Crescent City is located at the very tippy-top of California. I found a great map on Pinterest of this area:
If you look at the “inset” box on the top right, you will find the Battery Point Lighthouse.
The lens (in the tower’s lantern room) lit up the night sky for the first time in December 1856.
I can’t imagine what this must have looked like to passing ships or event the residents of Crescent City at that time. This was before the Civil War!
Because it is perched atop a small, rocky island the lantern room has seen broken glass and water when the waves become high & violent.
On March 27, 1964, Crescent City received the worst tsunami damage ever suffered along the west coast of the lower 48 states when the Alaskan earthquake occurred. This earthquake was the strongest ever recorded in the northern hemisphere. The waves from Alaska raced south at speeds of up to 600 MPH! Crescent City experienced 20 foot crests.
The curators happened to be living in the lighthouse when the waves arrived. Here is an eyewitness account from the Friends of the Battery Point Lighthouse website http://www.lighthousefriends.com:
Clarence (Roxey) and Peggy Coons were living as curators in the lighthouse when the waves arrived. Peggy awoke a little before midnight to use the bathroom, and upon looking out the window noted an extremely high tide in the harbor that was illuminated by a nearly full moon.
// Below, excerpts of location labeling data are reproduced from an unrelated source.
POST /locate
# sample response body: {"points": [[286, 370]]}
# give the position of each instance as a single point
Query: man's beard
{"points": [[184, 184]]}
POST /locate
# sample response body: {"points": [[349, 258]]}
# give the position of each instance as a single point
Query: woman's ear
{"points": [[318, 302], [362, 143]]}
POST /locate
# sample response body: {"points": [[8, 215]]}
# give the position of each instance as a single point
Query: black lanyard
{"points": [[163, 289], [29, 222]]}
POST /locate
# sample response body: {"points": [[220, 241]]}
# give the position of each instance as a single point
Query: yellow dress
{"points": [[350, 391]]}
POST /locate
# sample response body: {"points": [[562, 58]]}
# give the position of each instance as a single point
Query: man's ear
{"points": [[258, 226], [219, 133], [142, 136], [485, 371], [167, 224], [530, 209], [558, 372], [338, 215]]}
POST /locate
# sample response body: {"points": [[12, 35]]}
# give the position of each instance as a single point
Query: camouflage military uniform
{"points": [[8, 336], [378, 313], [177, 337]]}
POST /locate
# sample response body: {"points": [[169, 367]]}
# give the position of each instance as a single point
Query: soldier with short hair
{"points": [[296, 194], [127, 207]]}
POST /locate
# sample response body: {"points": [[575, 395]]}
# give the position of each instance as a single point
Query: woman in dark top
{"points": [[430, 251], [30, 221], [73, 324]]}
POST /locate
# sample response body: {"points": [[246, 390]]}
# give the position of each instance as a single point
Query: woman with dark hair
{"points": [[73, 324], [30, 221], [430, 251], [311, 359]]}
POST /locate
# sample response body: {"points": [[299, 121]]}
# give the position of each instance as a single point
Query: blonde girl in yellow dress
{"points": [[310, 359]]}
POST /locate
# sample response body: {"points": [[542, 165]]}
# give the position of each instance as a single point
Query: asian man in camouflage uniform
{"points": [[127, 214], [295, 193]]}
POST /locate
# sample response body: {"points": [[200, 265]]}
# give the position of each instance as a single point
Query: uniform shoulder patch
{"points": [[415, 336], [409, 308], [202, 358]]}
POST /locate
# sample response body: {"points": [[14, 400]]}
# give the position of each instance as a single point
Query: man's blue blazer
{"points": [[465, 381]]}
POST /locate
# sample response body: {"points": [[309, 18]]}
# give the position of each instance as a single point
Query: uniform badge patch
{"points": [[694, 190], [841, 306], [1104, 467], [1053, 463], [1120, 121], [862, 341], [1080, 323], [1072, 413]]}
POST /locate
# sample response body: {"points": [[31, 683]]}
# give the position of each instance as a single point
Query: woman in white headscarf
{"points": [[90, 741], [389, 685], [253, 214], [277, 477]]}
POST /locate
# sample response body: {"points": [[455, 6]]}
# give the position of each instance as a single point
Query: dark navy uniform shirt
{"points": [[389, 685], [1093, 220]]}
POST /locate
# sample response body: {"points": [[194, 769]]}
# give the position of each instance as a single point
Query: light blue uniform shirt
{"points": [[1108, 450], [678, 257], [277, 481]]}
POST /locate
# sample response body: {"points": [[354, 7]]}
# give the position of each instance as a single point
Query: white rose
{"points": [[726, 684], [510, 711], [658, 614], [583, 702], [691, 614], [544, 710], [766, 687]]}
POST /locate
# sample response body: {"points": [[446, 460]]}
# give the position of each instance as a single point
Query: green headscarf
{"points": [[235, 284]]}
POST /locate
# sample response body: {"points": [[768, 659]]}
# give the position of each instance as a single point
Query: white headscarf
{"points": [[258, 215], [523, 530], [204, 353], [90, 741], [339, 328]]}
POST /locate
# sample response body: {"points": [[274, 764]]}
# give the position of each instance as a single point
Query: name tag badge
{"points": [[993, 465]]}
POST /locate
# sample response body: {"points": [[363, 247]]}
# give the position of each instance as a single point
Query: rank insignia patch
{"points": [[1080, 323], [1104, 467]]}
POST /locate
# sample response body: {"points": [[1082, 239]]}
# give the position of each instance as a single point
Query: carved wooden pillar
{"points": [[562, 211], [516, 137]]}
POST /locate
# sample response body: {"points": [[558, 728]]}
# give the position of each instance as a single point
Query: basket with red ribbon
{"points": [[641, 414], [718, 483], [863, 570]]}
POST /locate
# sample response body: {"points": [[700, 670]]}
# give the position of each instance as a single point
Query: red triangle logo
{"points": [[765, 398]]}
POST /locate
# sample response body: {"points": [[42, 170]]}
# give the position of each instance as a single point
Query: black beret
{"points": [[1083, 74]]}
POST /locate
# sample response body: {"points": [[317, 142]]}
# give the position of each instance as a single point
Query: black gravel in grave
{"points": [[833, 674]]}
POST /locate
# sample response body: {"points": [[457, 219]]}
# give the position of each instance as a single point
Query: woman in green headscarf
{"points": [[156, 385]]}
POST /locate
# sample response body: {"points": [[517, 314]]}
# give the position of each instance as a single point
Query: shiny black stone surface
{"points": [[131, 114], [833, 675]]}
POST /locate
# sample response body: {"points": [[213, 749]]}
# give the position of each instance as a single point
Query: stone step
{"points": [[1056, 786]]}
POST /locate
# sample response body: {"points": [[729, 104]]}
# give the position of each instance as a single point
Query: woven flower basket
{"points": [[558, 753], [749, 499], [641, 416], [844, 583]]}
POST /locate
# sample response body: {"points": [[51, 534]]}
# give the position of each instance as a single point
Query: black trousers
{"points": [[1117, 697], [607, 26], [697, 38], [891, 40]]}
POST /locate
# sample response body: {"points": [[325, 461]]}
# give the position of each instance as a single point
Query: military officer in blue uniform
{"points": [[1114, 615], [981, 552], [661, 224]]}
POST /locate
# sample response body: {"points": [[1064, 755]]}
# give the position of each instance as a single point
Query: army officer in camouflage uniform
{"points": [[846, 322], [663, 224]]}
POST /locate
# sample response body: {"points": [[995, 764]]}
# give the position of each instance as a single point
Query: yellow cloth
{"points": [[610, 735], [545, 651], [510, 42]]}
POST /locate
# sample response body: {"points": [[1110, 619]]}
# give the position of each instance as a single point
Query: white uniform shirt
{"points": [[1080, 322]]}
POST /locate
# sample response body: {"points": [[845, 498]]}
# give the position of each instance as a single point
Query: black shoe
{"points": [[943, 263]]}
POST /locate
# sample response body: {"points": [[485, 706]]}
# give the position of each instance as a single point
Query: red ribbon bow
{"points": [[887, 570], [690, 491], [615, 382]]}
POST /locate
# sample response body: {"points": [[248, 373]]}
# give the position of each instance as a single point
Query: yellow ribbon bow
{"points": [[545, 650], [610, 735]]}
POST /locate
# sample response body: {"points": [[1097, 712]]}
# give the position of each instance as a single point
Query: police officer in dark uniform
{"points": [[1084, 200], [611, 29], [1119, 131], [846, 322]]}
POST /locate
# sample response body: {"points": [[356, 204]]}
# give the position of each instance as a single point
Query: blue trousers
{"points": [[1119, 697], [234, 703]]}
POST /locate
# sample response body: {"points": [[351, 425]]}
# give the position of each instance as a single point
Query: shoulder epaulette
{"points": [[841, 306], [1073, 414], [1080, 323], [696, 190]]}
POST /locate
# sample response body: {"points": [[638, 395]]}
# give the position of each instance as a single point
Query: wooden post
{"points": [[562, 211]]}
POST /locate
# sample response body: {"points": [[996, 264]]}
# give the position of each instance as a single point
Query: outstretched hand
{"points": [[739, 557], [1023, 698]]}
She roused her husband, and they quickly dressed and hurried outside in time to witness the first waves pummel Crescent City.
The following is Peggy’s account after the third wave had flooded the city:
The water withdrew as if someone had pulled the plug. It receded a distance of three-quarters of a mile from the shore. We were looking down, as though from a high mountain, into a black abyss. It was a mystical labyrinth of caves, canyons, basins, and pits, undreamed of in the wildest of fantasies.The basin was sucked dry…In the distance, a black wall of water was rapidly building up, evidenced by a flash of white as the edge of the boiling and seething seawater reflected the moonlight.
Then the mammoth wall of water came barreling towards us. It was a terrifying mass, stretching up from the ocean floor and looking much higher than the island. Roxey shouted, “Let’s head for the tower!” – but it was too late. “Look out!” he yelled, and we both ducked as the water struck, split and swirled over both sides of the island. It struck with such force and speed that we felt we were being carried along with the ocean. It took several minutes before we realized that the island hadn’t moved.
When the tsunami assaulted the shore, it was like a violent explosion. A thunderous roar mingled with all the confusion. Everywhere we looked buildings, cars, lumber, and boats shifted around like crazy. The whole beachfront moved, changing before our very eyes. By this time, the fire had spread to the Texaco bulk tanks. They started exploding one after another, lighting up the sky. It was spectacular!
It still seems hard to believe that with all the salvage that floated by us out to sea, the only bit to reach the island was one spool of lavender thread.
Astonishingly, the lighthouse survived intact and is today offering tours given by the current caretakers. Many people have highly recommended visiting this site and give the advice of visiting in low-tide so you can get across the isthmus to take the tour.